Reader Brielle had the following question for us:
I have 1 year old twins (11 months adjusted). My little girl is doing great, but my little boy is slightly delayed in some areas. One area that I’m concerned about is his diet. He. Will. Not. Eat. Food!!! He only wants to nurse! He won’t take a bottle or sippy cup. (I try every day.)
We first started solid foods when they were 6 months, and he has always been a struggle to feed, but there have been times when he will eat. But not anymore.
The doctor hasn’t really given any suggestions. His weight is right on track, so the doctor isn’t concerned about development. I feel like I will be nursing forever! I was hoping to start weaning them, but I can’t if he won’t eat anything else. Has anyone experienced anything similar? Any suggestions??

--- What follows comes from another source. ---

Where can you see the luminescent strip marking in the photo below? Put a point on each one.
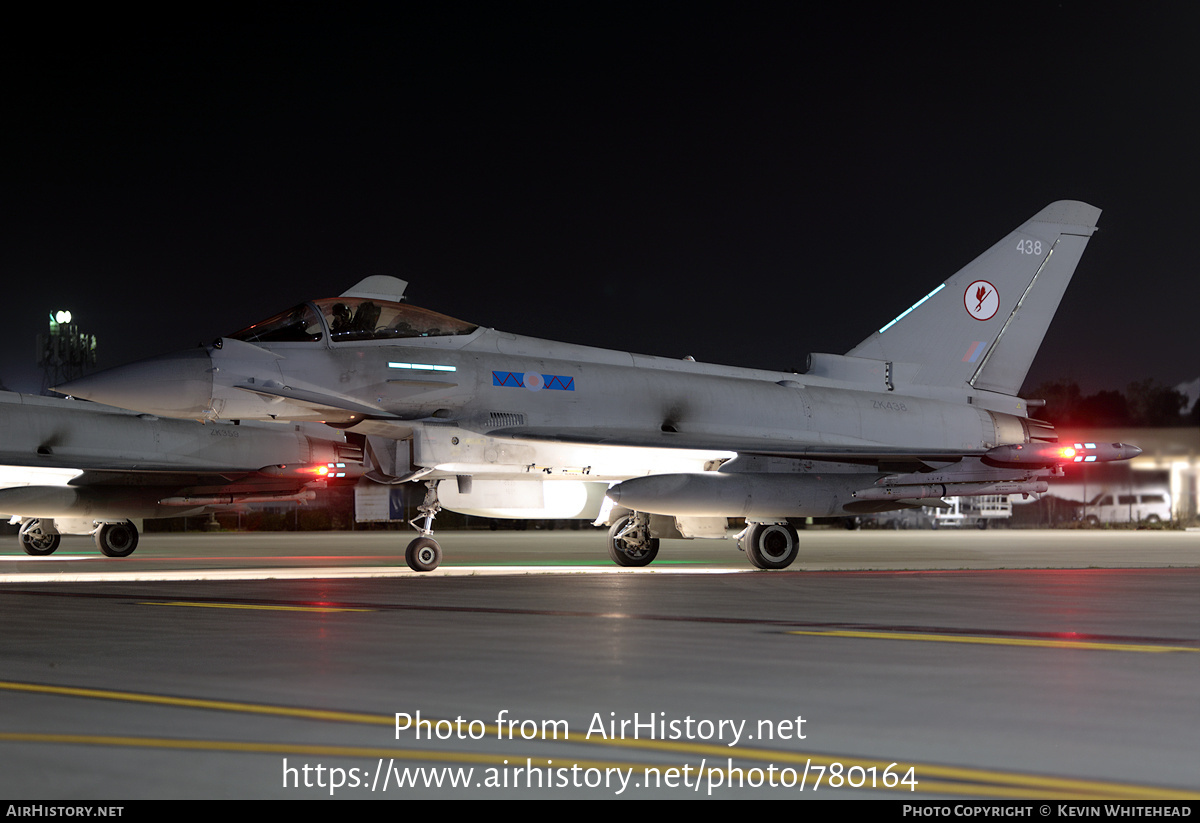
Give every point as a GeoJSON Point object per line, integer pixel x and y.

Brielle, it sounds like your son may have an aversion to solid food. Feeding therapy is available, usually through your local speech therapist. When my daughters’ pediatrician suggested seeing a speech therapist for dinnertime issues, it sounded crazy to me. I quickly realized that speech therapists work with children on all aspects of oral motor control.
Feeding therapy changed our lives. I am not knowledgeable enough to be able to predict what the source of your son’s dislike of solid foods, cups and bottles is. However, my daughter suffered from trouble swallowing (dysphagia) due to poor tongue muscle control thanks to a tongue too big for her mouth (macroglossia). A few months of tongue exercises made mealtimes manageable and helped her get the calories she needed.

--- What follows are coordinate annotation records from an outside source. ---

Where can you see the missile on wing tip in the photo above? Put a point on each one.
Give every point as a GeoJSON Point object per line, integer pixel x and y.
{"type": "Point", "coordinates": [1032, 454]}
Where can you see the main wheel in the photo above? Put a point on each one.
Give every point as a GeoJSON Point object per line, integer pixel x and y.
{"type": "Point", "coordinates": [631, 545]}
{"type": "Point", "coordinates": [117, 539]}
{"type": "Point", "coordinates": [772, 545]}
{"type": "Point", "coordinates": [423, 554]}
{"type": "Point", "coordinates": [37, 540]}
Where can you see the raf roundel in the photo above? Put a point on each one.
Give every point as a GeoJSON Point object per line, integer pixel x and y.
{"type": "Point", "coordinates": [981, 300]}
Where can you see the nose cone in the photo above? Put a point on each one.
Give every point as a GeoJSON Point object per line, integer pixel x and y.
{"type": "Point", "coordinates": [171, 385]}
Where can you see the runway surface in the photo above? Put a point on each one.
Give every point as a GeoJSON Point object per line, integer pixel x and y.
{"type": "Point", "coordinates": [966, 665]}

HDYDI author Goddess in Progress‘s youngest daughter has also been through feeding therapy and Marissa‘s son is working on it right now. Their situations sound more like your son’s. I’m pleased to report that Goddess’s daughter now willingly eats crackers, sandwiches, and other solid foods. Marissa’s son has been seen chowing down on a pickle!
- Ask your doctor for a speech therapist referral.
- If he/she is not supportive of your going down this path, get a list of available speech therapists in your area from your health insurance company.
- Document details of your feeding efforts between now and your first speech therapist appointment. Write down what you try and the details of your son’s reactions.
- Once you do start meeting with a speech therapist, make sure that he/she is someone your whole family is comfortable working with.
- Do your homework. Make sure your son does any exercises he is supposed to do. Make it fun.
Please let us know how it goes, Brielle. And HUGE kudos for having breastfed twins for a full year!
Anyone have other advice for Brielle? Your own feeding therapy stories?